According to a variety of valuation metrics stocks have only been more expensive than they are today on two occasions: the 1929 stock market bubble and the 1999 stock market bubble. Relative to history then I think it’s safe to say that stocks are “very expensive” (aka, very risky) at current levels.
But this is not what Wall Street would have you believe. Wall Street only makes money when you, the retail investor, are a buyer so to keep you buying they play a shell game with both earnings and valuations to keep you hitting the buy button. One way they do this is to focus your attention on stock prices relative to “forward earnings” – a fancy term for analysts’ predictions for what companies will earn in the future.
Below is chart of the S&P 500 compared to “forward earnings” (via Crossing Wall Street). I’ve seen charts like this popping up everywhere lately.
The problem is that this chart looked just like this at the 2000 and 2007 stock market tops just before stocks fell roughly 50%. So what gives?

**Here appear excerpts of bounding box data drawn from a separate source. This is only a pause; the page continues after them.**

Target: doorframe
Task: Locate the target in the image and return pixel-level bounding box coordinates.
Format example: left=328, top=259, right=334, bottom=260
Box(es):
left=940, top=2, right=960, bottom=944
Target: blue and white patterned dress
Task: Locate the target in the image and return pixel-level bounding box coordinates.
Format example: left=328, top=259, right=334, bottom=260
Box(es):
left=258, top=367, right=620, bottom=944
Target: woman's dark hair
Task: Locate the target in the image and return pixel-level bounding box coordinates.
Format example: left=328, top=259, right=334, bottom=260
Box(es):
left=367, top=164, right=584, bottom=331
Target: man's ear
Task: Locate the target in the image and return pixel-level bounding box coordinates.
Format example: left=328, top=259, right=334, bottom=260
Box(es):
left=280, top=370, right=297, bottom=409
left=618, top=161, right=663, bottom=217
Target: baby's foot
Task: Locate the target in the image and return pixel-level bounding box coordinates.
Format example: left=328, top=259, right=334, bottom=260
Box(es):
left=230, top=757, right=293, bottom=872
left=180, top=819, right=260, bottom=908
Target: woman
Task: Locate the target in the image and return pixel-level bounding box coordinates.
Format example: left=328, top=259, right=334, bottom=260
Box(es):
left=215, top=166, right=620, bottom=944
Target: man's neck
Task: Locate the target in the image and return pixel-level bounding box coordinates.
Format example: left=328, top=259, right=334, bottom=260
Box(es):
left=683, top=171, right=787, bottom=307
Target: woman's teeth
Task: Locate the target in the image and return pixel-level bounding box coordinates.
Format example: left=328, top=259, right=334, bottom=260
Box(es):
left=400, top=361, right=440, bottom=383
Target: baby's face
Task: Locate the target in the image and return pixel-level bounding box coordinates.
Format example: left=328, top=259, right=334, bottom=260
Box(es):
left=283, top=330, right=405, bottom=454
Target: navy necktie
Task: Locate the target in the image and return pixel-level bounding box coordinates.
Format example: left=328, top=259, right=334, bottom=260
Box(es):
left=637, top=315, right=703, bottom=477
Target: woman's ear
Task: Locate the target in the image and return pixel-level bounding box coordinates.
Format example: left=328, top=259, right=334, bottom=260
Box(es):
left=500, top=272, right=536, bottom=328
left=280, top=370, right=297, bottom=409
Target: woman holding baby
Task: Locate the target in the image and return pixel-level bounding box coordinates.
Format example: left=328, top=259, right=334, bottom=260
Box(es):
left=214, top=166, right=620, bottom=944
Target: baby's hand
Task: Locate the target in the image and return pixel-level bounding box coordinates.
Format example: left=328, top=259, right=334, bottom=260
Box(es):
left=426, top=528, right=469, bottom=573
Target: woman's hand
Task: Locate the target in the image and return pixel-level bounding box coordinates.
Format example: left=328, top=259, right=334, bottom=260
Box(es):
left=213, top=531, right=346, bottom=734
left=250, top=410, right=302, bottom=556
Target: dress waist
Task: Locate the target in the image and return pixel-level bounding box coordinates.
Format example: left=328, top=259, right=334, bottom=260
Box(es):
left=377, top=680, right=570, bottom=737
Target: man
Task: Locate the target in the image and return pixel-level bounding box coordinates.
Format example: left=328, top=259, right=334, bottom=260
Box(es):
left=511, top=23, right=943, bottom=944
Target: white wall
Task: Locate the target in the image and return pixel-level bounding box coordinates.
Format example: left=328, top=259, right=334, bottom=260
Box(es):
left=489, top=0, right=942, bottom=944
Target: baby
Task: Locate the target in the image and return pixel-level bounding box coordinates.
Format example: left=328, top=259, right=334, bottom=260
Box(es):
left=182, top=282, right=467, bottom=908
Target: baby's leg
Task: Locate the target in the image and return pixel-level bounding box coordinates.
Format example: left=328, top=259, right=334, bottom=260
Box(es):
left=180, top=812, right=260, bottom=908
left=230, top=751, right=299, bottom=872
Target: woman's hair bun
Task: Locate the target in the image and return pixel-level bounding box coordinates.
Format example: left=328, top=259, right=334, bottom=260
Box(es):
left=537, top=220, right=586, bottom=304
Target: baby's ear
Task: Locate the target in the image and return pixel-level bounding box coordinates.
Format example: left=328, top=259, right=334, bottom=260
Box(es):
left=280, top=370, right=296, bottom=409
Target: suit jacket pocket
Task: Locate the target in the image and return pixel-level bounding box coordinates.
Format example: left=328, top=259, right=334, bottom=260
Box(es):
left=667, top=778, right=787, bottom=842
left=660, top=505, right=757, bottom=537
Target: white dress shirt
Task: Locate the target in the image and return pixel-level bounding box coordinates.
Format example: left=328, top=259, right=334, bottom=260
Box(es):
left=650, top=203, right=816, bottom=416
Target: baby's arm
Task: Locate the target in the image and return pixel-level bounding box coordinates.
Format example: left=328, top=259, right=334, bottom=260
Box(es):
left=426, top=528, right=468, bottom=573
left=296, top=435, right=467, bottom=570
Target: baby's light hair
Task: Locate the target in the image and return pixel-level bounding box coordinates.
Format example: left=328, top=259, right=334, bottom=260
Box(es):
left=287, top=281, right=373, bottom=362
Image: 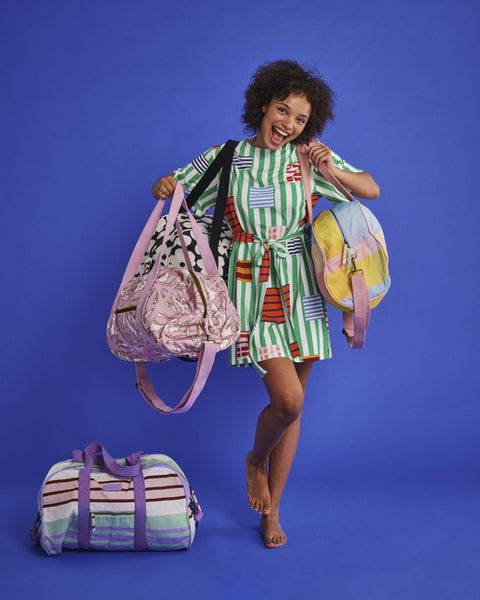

Well, near market peaks investors tend to forget that everything, including the economy and the stock market, works in cycles and, in the words of the Federal Reserve, they, “extrapolate recent price action [or economic action] far into the future.” (This quote comes from a study the Fed did to determine how bubbles are formed.)
What analysts know and should prevent them from ‘extrapolating the recent earnings growth far into the future’ is that outside of financial companies, earnings growth actually turned negative last quarter. What’s more the strength in financial companies’ earnings is based on bogus accounting (reduced loan loss reserves are not real earnings and portfolio losses from rising interest rates are no longer reported). To my mind this makes these “forward earnings” numbers nothing more than hope… and you know what they say about hope as an investment strategy.
Professional investors understand this and I believe it’s the reason they’ve taken the opportunity over the past four weeks to dump a massive amount of equity exposure onto retail investors who are suddenly eager to buy both the Wall Street fairy tale of “forward earnings” and the stocks they are selling in the telling.